Louisville opens fall camp looking to fill multiple voids

LOUISVILLE, Ky. (AP) — Louisville has moved on from losing Heisman Trophy-winning quarterback Lamar Jackson and other key contributors toward seeing what the next chapter brings.

The Cardinals' task as fall camp begins is filling huge voids on both sides of the ball while building on the adjustments last spring.

Besides replacing the dynamic Jackson — the 2016 Heisman winner who compiled 13,175 yards and 119 touchdowns on offense along with a truckload of records and awards — the Cardinals must develop backfield depth. Louisville's defense meanwhile lost seven starters and nine regulars from a unit that struggled and breaks in its third coordinator in as many years.

Rather than focus on what they lost, the Cardinals see an opportunity to move forward with new faces.

"Every year we've got something to prove when it comes down to doing better than we did last year," senior safety Dee Smith said of the defense.

"We kind of fell off at the beginning of the year and toward the end we picked it up and showed what we're capable of doing. Now, we pick up where we left off."

Louisville coach Bobby Petrino was encouraged by spring drills and has been more pleased with his team's offseason effort. While acknowledging that the Cardinals' Sept. 1 season opener against defending national champion Alabama might have provided motivation, the coach sees players eager to establish continuity.

"We want to see better execution and carry-over from spring practice," said Petrino, 75-27 in two stints with the Cardinals.

Sophomore quarterback Jawon "Puma" Pass will obviously draw the most attention taking over the offense after spending the past two seasons backing up Jackson before the junior entered the NFL Draft and drafted in the first round by the Baltimore Ravens.

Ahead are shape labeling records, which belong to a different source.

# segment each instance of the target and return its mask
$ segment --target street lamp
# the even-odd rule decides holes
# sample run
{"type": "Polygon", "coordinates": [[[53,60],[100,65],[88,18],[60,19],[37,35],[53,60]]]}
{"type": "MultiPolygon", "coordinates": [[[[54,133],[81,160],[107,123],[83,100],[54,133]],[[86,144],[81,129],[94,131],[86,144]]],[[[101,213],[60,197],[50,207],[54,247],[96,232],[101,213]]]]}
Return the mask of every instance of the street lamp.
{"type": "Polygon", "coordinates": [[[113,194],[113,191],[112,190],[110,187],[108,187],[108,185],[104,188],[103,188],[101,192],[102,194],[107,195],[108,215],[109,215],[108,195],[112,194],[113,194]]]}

While the 6-foot-4, 220-pounder isn't as elusive as his predecessor, he's quick and is slightly bigger.Pass can run but is more of a pocket passer than Jackson, another shift for an offense that thrived on Jackson's cutback skills.

As Petrino seeks offensive balance with the running backs and stiff protection up front, the returns of receivers Jaylen Smith (980 yards, seven touchdowns), Seth Dawkins and Dez Fitzpatrick gives Pass options to settle in with.

Petrino even suggested that Louisville's offense could be even better, a bold declaration given the excitement Jackson created. Time will tell how things unfold, but the coach's praise was just what Pass wanted to hear.

"It gives me confidence, and I think he's right," said Pass, who completed 23 of 33 passes for 238 yards and two touchdowns in six games as a reserve. "We can be a great offense."

Louisville's key question is how the defense replaces personnel and production while learning an expected 4-3 scheme under first-year coordinator Brian VanGorder, who replaces Peter Sirmon.

The secondary lost three starters including cornerback Jaire Alexander, a first-round pick by the Green Bay Packers. Louisville's front seven will be significantly younger and will depend on junior end Jonathan Greenard and sophomore linebacker Dorian Etheridge (83 tackles) to anchor things in the interim.

None of these changes alter expectations for the Cardinals, who believe they are better than their projected fifth-place finish in the Atlantic Coast Conference's Atlantic Division.

Added Smith, "We just go out there and play ball and let it speak for itself."